Passons à un autre sujet moins noir. Tu ignores peut être la quantité de sac de jute qu’il y a sur le front ! C’est inimaginable ! Les tranchées ne sont guère plus faites que par des sacs de plâtre (comme dimension) remplis de terre il y a de tout des doubles chaînes, des croisés, des sacs à sel… je me demande où l’état a sorti tous ces sacs surtout si dans tous les secteur il en est de même. Il y a ici une tranchée très longue que l’on appelle : « la tranchée de sac. »
Hier au soir j’ai recherché si dans les tranchées il y avait des choses intéressantes mais nous n’avons guère trouvé de choses bien fameuses car l’endroit avait été fouillé avant nous. Néanmoins il y en a qui ont trouvé des petits objets, entre autres, des cuillères pour faire du thé, un casque bavarois et un fusil Mauser presque neuf, mais le plus veinard est un soldat qui a trouvé dans la poche d’une capote allemande un porte monnaie avec trois louis boches dedans. Actuellement on ne trouve rien de fameux : il faut pour en avoir prendre une tranchée allemande en attaque et ma foi il vaut encore mieux rester sur la défensive, c’est moins dangereux !

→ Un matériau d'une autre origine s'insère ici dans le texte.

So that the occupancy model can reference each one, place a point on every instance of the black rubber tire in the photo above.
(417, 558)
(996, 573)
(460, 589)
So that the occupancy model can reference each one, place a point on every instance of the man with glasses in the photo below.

Hier au soir à la brume j’ai eu la chance de voir un combat d’aéro à la mitrailleuse : malheureusement la lutte s’est poursuivie trop haut dans les nuages mais tout de même nous avons eu un aperçu de ce que c’était. L’aéro boche n’a pas insisté et a fait demi tour vers ses lignes.

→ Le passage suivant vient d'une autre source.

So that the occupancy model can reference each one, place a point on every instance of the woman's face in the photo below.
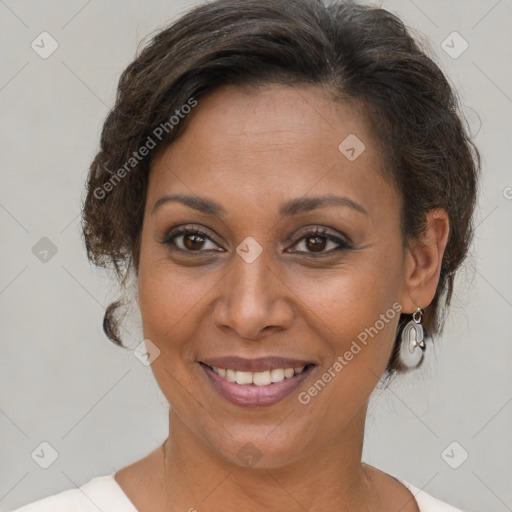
(258, 283)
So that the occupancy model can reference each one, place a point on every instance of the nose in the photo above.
(253, 301)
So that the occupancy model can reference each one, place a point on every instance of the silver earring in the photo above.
(412, 345)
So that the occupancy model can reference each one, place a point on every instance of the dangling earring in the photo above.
(412, 346)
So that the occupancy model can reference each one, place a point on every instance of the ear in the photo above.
(423, 259)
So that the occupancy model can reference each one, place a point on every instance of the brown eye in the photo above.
(320, 242)
(316, 243)
(191, 240)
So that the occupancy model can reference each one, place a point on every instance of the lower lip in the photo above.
(252, 395)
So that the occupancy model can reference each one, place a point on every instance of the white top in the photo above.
(104, 493)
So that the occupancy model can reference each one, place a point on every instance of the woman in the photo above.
(291, 186)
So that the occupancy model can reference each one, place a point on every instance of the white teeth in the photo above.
(258, 378)
(243, 378)
(261, 378)
(277, 375)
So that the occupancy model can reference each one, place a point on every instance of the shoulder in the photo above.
(428, 503)
(99, 493)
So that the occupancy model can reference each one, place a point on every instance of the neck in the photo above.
(330, 476)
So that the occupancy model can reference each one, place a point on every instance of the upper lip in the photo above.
(254, 365)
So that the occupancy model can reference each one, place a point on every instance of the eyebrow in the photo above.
(292, 207)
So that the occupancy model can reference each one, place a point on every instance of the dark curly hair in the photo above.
(363, 54)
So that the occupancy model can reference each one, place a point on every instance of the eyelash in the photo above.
(316, 232)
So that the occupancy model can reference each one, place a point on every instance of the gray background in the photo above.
(63, 382)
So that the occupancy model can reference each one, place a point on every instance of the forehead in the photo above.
(272, 142)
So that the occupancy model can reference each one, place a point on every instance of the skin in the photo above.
(250, 150)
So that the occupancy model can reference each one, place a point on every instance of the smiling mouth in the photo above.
(263, 378)
(256, 389)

Enfin voilà un jour de tiré, la moitié d’un autre bientôt puis on sera un peu plus tranquille ; Tu penseras à moi mercredi soir vers 10 heures ce sera l’heure de la relève pour aller à l’arrière. Tu as dû recevoir ma lettre te demandant différents objets ils ne pressent pas énormément je tiendrai à l’avoir au repos car je m’arrangerai tout mon fourbi à nouveau.

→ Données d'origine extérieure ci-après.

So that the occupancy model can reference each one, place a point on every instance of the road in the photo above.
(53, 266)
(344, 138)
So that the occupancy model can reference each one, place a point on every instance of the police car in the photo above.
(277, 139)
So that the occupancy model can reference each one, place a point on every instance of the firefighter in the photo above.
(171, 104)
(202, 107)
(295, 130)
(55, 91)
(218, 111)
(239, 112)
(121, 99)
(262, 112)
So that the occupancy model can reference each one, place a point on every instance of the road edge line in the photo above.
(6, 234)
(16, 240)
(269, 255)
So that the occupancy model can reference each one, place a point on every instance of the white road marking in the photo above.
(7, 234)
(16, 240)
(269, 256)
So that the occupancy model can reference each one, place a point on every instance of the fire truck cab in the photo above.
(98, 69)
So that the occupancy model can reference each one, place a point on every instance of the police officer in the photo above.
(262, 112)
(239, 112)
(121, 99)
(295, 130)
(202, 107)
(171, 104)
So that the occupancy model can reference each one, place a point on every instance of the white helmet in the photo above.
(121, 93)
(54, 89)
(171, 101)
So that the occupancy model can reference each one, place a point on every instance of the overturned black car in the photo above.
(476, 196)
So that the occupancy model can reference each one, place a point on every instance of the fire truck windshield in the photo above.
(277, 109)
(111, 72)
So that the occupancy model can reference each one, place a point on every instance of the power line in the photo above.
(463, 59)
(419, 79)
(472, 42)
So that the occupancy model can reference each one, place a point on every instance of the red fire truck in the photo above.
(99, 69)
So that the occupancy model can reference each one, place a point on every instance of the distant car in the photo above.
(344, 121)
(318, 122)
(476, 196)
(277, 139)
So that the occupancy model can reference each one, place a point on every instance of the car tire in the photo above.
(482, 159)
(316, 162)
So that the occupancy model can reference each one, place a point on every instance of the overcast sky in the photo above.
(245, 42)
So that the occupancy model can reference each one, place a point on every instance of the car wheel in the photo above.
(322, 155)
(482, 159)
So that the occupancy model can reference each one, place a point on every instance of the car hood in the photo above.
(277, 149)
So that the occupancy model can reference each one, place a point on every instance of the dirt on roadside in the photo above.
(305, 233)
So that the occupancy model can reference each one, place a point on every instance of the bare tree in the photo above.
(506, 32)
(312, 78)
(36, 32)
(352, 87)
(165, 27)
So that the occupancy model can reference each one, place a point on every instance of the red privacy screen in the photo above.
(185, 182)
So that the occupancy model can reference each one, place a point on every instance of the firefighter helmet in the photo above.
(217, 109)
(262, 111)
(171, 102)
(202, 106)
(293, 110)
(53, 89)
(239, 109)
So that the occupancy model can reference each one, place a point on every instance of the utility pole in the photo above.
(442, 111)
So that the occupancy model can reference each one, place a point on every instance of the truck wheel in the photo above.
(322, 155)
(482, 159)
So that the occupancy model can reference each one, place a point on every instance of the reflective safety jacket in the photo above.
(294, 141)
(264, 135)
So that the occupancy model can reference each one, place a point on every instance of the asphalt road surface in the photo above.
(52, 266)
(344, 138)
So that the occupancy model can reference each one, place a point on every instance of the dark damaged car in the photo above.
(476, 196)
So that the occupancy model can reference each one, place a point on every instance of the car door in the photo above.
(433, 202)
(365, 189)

Inutile de te signaler qu’il y aura quand nous reviendrons au repos dix sept jours que je ne me serai pas lavé et changé de linge et que tous les jours je fais une chasse effrénée aux poux qui nous assaillent constamment et tous les jours j’en mets une dizaine hors de combat… encore une fois, c’est la guerre.
Treizième jour :
Villa des « Poux volants »
deuxième ligne française
ce 21 juillet 1915
à 11 heures du matin
Nous sommes allés avec deux « poilus » faire un petit tour dans le village en ruine. Si tu voyais le spectacle : c’est navrant, absolument navrant de voir toutes ces misères, toutes ces maisons en morceaux et surtout l’église qui dresse seulement quatre murs délabrés : c’est la guerre. Au sujet de cette guerre si tu connais quelqu’un qui a des accès de vaillance, des humeurs de combat : qu’il vienne donc faire un tour par ici et il verra où pourra s’arrêter son enthousiasme de guerre vu de bien loin et à ce propos tout ces vieux revanchards, tous ces embusqués qui vont écouter la Marseillaise ou le chant du Départ aux Variétés, tête nue, qu’ils viennent donc seulement à l’arrière de nos lignes et nous les verrons un peu. Il est vrai que mon secteur est depuis longtemps le plus mouvementé, du reste cela se voit bien sur les communiqués.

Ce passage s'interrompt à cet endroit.